Kurz nennt es z.B. einen Schlüsselanhänger.

Warum die nun angedachte „Stopp-Corona-App“ die uns alle über unser Smartphone überwachen soll, einiges richtig macht, aber auch einiges entscheidendes nicht, hat Epicenter.Works – und die verstehen ihr Handwerk – deutlich aufgezeigt.

Polemisch könnte man das Pferd auch so aufzäumen.

Die Rot-Kreuz-App wird von der Uniqua finanziert – kriegt sie auch die Daten? Wir wissen, wer zahlt, schafft an.

Uniqua gehört zum Raiffeisen-Konzern.

Der ehemalige Finanzminister Löger war auch ehemaliger Chef der Uniqua

Und Sebastian himself jobbte als Versicherungsvertreter bei Uniqua.

Alles nur ganz seltsame Zufälle.

Man könnte auch fragen, ob es die „totale Datensicherheit“ überhaupt gibt?

Existieren Daten, die, wenn übers Netz übertragen wird, vor unerlaubten Zugriffen geschützt werden können?

Selbst der Pentagon war vor Hackern nicht sicher.

Und über allem steht die Frage inwieweit wir uns auch „in Zeiten wie diesen“ all unserer Freiheits- und Grundrechte berauben lassen sollen/wollen?

Unser Rechtsstaat wird gerade in die Quarantäne geschickt.

Wenn man glaubt, es geht nicht mehr, kommt von irgendwo ein ..
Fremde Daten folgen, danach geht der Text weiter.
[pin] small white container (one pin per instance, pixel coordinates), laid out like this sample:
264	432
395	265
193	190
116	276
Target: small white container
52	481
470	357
Interview mit Sebastian Kurz daher und man weiss – es geht immer noch schlimmer

.

Erschreckend auch, wenn man sich das Ergebnis der letzten „Sonntagsfrage“ ansieht.

ÖVP 43 %, Grüne 19 % – das ist schon beinahe eine 2/3 Mehrheit.

Mit Grünen, die noch viel willfähriger sind (als Exempel dient Sigi Maurer) als es die Blauen je waren.

Da ist es nicht mehr weit bis zur Orbanisierung Österreichs.